Symptom: arenas screen skipped or classification asserted without the two-axis test. Fix: validation requires arenas classification + both underlying metrics (growth rate AND top-5 share movement) with sources.
Symptom: figures cited as [C: Perplexity Finance 2026] or [V: ChatGPT]. Cause: AI aggregator cited as source. Fix: validator flags any tag whose only source is an LLM aggregator. Always trace to the underlying syndicated report and cite that.
Symptom: SAM > TAM, or SOM > SAM. Cause: wrong filter chain or mixed-basis figures. Fix: validator auto-checks ordering.
Symptom: all sources dated 2021-2022 for a 2026 sizing.
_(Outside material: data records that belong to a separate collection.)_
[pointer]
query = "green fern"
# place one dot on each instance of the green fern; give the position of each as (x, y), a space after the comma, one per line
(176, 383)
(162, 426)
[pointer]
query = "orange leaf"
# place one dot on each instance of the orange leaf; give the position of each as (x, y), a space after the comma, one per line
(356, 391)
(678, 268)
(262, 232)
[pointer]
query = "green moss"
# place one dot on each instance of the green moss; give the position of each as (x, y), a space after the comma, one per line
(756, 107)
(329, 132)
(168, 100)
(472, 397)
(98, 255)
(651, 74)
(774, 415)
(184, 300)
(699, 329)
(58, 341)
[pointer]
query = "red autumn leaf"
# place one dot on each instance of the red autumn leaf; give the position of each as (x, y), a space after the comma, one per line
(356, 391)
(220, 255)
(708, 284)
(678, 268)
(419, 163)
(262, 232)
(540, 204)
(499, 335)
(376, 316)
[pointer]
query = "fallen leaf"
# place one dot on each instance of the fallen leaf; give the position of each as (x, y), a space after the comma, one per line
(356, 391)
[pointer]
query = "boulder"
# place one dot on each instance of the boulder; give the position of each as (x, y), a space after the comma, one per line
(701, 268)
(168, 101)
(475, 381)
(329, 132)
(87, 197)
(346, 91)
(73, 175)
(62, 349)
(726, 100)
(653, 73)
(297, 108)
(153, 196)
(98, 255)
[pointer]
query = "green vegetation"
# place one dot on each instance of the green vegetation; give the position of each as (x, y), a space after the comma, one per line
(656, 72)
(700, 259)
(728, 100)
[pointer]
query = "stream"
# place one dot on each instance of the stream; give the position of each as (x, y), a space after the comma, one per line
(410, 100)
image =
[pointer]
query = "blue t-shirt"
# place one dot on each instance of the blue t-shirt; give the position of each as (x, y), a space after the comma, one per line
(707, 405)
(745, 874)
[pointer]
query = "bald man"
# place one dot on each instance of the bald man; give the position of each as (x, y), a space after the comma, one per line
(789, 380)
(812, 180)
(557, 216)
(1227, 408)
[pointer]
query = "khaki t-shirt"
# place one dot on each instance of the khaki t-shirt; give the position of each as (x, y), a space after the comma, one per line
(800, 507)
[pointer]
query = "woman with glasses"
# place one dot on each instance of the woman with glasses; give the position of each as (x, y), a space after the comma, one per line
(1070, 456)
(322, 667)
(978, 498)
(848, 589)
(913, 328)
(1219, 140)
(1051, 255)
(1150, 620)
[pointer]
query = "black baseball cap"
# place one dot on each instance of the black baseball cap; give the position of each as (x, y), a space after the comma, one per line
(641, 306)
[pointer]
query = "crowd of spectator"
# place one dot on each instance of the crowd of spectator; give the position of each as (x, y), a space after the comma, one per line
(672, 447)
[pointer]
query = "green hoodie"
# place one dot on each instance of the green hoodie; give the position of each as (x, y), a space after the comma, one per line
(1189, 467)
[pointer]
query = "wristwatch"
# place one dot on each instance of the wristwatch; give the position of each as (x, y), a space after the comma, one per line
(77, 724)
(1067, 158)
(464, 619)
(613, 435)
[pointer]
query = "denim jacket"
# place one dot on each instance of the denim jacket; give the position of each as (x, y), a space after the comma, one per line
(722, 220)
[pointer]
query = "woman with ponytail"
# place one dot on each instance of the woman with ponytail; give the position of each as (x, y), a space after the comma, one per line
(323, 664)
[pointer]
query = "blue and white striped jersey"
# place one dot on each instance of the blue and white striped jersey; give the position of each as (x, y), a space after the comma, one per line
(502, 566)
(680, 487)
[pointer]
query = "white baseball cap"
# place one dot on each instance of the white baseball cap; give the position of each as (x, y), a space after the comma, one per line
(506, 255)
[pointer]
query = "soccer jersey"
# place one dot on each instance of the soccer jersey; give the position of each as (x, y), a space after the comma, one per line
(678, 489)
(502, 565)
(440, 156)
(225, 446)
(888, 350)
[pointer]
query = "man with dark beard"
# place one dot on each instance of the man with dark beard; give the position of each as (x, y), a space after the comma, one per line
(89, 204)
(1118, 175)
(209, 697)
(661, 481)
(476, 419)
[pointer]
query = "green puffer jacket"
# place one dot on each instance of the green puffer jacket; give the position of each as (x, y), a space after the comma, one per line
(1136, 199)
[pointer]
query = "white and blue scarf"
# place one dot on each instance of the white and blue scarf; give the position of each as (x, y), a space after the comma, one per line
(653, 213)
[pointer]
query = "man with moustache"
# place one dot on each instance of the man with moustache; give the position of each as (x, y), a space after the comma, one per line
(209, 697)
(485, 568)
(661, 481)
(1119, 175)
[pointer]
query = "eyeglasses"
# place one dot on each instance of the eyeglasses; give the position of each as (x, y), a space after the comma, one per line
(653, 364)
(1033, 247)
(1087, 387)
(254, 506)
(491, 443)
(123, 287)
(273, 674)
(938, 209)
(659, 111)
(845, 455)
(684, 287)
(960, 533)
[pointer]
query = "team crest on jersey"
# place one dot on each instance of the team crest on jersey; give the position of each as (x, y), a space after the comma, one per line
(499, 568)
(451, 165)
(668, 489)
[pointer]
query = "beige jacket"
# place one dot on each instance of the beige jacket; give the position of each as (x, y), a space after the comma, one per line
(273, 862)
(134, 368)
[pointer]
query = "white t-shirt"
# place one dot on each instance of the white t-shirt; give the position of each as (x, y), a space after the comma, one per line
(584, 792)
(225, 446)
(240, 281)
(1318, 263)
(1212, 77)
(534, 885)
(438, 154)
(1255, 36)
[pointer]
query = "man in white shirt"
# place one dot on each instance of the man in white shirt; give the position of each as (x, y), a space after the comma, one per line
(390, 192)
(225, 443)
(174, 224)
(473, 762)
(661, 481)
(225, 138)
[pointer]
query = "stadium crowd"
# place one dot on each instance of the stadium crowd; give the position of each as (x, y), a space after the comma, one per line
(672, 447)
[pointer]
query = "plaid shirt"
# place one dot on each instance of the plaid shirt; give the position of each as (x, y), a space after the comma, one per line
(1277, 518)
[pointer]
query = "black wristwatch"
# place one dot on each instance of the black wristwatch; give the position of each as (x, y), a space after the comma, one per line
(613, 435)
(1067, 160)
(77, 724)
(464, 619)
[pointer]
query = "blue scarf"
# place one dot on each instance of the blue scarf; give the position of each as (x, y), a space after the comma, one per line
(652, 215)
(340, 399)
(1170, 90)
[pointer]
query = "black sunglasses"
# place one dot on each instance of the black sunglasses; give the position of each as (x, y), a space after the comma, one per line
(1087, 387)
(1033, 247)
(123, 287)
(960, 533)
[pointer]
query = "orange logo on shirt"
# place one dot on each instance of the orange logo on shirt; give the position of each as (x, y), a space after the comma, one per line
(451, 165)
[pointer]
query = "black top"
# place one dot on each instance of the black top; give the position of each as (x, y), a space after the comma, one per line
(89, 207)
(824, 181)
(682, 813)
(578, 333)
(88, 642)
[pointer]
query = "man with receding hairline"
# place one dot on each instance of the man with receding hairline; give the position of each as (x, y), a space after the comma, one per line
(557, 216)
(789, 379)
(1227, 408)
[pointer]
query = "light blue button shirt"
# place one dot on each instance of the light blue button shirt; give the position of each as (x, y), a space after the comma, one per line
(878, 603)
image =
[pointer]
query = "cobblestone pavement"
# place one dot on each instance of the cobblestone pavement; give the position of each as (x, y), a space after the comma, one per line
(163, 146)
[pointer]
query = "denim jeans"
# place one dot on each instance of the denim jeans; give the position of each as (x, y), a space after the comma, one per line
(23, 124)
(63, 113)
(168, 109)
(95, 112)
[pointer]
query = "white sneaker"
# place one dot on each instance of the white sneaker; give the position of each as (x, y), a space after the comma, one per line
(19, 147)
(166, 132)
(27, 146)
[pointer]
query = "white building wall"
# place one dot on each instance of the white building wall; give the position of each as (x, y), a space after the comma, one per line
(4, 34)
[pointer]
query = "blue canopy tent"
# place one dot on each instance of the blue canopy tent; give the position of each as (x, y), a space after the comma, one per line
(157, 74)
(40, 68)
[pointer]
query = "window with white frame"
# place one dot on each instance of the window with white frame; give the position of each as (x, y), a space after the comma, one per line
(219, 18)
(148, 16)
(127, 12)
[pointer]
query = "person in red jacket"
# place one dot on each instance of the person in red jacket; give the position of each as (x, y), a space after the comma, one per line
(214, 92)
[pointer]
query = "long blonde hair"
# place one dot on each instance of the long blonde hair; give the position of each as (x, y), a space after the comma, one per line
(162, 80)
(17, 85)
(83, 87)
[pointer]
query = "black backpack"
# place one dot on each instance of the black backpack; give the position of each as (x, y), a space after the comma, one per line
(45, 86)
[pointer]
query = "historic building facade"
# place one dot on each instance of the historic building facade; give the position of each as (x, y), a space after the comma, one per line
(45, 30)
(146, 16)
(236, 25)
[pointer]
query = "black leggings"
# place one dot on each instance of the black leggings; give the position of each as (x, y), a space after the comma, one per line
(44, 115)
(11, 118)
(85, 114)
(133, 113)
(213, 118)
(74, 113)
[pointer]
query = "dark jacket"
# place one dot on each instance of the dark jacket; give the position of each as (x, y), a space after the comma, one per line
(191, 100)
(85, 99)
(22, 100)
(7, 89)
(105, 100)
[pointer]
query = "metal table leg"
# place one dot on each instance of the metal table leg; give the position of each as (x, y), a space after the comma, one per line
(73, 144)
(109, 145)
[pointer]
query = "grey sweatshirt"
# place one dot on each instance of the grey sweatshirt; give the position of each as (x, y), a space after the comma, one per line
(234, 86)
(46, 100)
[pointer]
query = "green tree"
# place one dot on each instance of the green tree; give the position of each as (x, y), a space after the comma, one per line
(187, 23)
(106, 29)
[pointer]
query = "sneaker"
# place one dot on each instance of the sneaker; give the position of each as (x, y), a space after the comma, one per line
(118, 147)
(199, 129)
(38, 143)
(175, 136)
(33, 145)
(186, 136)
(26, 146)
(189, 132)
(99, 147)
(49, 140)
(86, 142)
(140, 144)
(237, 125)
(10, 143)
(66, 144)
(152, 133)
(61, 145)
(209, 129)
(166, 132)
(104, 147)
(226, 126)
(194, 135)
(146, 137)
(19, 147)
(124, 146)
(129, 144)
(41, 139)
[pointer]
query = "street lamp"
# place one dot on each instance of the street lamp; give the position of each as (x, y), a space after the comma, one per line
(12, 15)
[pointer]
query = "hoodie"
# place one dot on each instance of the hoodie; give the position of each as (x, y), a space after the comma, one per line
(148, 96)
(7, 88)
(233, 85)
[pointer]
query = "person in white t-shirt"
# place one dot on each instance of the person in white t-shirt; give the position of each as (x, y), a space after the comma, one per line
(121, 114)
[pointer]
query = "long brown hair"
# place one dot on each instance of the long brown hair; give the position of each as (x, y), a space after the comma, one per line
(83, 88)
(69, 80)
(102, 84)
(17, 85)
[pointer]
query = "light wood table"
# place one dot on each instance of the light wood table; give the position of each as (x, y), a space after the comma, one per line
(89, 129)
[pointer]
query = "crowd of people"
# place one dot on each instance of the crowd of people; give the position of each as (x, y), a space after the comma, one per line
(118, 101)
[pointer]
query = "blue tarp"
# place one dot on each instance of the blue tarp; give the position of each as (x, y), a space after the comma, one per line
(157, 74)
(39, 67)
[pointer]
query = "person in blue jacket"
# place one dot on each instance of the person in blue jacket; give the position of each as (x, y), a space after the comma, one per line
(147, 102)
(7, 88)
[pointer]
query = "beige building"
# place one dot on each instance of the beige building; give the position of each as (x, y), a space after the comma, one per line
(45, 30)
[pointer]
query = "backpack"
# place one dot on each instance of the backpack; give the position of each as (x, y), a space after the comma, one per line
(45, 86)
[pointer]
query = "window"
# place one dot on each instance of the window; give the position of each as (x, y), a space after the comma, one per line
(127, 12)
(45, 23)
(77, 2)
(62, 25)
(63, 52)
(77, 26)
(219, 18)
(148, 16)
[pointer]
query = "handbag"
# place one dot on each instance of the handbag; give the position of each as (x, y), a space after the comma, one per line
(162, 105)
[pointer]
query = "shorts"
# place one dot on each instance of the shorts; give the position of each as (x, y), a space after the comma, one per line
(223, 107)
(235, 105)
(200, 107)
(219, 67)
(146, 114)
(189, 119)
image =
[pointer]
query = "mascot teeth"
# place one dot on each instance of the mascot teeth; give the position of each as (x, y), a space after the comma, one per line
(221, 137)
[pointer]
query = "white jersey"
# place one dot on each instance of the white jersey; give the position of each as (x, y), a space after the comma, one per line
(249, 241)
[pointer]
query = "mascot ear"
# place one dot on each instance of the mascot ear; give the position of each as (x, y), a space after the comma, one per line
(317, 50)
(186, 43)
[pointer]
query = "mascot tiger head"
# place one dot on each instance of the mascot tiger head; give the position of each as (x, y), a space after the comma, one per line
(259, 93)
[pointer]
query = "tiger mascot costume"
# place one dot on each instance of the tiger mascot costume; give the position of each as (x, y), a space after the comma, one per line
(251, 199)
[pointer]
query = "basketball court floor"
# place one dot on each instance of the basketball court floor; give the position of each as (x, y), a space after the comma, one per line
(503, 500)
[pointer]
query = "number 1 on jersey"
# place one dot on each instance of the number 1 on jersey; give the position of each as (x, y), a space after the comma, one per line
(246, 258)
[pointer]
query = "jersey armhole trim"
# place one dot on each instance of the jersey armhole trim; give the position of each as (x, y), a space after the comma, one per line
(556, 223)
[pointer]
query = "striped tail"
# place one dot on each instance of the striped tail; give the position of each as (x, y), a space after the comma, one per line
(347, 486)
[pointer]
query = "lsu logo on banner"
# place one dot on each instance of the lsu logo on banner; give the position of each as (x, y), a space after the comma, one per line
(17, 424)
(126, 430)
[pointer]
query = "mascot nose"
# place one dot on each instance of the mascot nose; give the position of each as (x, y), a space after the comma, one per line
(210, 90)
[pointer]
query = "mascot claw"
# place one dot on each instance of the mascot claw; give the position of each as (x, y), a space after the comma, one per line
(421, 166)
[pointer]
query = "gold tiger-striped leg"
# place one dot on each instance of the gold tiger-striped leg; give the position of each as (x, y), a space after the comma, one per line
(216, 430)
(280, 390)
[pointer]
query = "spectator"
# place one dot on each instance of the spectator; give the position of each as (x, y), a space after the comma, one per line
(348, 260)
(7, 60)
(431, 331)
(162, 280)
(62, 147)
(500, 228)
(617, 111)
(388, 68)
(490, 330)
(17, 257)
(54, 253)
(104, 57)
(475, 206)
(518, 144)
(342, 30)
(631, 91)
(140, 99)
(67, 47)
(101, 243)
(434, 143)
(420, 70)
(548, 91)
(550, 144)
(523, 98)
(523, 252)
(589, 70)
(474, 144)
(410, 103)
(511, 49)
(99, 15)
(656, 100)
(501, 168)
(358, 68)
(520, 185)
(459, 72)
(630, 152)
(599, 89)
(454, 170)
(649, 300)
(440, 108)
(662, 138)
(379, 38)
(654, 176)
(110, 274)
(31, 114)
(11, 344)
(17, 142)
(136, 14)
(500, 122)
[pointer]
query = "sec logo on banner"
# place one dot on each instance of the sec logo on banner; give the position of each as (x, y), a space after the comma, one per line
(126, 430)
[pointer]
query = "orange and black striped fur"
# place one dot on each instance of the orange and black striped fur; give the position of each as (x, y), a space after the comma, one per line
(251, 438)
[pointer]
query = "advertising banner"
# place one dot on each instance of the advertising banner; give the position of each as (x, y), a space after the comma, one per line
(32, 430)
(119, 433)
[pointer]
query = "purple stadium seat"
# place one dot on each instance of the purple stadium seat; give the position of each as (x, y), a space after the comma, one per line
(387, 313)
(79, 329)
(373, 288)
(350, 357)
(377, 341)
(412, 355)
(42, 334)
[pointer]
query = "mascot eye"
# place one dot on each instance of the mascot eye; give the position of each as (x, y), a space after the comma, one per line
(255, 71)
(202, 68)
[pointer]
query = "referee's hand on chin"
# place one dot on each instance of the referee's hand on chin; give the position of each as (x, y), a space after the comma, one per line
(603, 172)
Cause: stale data carried forward without adjustment. Fix: validator flags pre-2024 sources unless justified as "still current" / "extrapolated by trailing CAGR".
Symptom: Year-1 SOM = 15% of SAM with no contract backlog cited. Cause: aspirational SOM. Fix: Deep-mode SOM section enforces realism bands (0.1-0.5% Y1, 1-5% Y3 for new entrants).
Symptom: sub-segments sum to 130% of TAM. Cause: definitional overlap or wrong G3 cut. Fix: sub-segment table must sum to ±10% of TAM; flag in reconciliation if not.

Rules

Never present a sizing without ≥3 sub-segment growth rates and an explicit de-averaging statement.
Never accept circular sourcing between top-down and bottom-up.
Never cite an AI aggregator (Perplexity, ChatGPT, etc.) as the primary or sole source.
Lock the definition, base currency, and reporting year at intake; do not switch mid-analysis.
All file reads use encoding='utf-8'.

Old patterns

None yet — v1.1 (2026-05-18 refinement: added data-sources reference, scenario discipline, stale-data/aggregator/ordering checks, contested-mature classification, value-theory triangulation option).